Der Umgang mit der nationalsozialistischen Geschichte
Nicht immer ganz so einfach, ist der Umgang mit der Geschichte von 1933 bis 1945, denn die Geschichte dieser Region hatte auch extreme Schattenseiten. So befand sich zum Beispiel ein Außenkommando des Konzentrationslagers Buchenwald in der Nähe des heutigen Stadtallendorf.

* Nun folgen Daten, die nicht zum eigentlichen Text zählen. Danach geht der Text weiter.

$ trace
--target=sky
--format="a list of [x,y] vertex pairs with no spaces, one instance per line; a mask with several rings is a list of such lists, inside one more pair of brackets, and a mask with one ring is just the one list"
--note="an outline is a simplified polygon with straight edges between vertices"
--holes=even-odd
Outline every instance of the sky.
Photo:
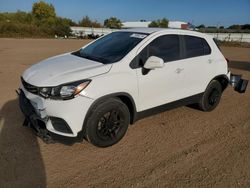
[[[0,0],[0,12],[31,11],[37,0]],[[124,21],[163,17],[194,25],[250,24],[250,0],[44,0],[56,14],[79,21],[88,15],[103,22],[111,16]]]

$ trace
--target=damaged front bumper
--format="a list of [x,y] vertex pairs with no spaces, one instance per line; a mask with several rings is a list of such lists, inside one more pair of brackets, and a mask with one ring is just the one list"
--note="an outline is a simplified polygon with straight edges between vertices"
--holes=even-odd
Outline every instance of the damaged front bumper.
[[20,109],[25,116],[23,125],[32,128],[35,134],[42,138],[46,143],[52,143],[53,139],[45,126],[46,122],[48,121],[47,118],[41,118],[37,115],[36,110],[26,98],[22,90],[18,90],[17,94],[19,96]]
[[19,107],[25,116],[23,126],[30,127],[45,143],[60,142],[71,145],[75,142],[82,141],[81,132],[77,137],[65,137],[49,131],[46,128],[46,123],[49,121],[49,117],[42,118],[39,116],[30,100],[25,96],[21,89],[17,90],[16,93],[19,96]]

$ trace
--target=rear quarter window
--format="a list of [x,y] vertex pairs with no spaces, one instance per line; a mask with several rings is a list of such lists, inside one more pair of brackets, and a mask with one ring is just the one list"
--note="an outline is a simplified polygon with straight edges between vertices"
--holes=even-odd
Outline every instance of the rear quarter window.
[[215,39],[215,38],[213,38],[213,41],[216,44],[217,48],[221,51],[221,49],[220,49],[220,41]]
[[207,41],[200,37],[184,36],[185,40],[185,57],[198,57],[211,54],[211,48]]

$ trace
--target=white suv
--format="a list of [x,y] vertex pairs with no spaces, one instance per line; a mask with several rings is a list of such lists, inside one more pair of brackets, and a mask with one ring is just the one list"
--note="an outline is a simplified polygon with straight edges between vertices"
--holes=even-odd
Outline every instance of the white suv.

Wie geht man mit dieser Geschichte um?
Gemeinsam mit dem Land Hessen und der Stadt Stadtallendorf beteiligt sich der Landkreis an dem Dokumentations- und Informationszentrum (kurz DIZ) in Stadtallendorf. Dort wird vor allem durch Vorträge und Führungen über die NS-Geschichte Stadtallendorfs und der Region mit dem besonderen Schwerpunkt des Einsatzes von Zwangsarbeitern in den damaligen Rüstungsfabriken informiert. Die Entwicklung Allendorfs wird zudem von der Weimarer Zeit bis in die 50er Jahre dokumentiert. Außerdem werden Wechselausstellungen, Vorträge und Filme zu verschiedenen zeitgeschichtlichen Themen angeboten (Info: 06428 / 707424). Das DIZ möchte vor allem Vereine, Verbände und Gruppen aus den verschiedensten Bereichen sowie Einzelpersonen ansprechen.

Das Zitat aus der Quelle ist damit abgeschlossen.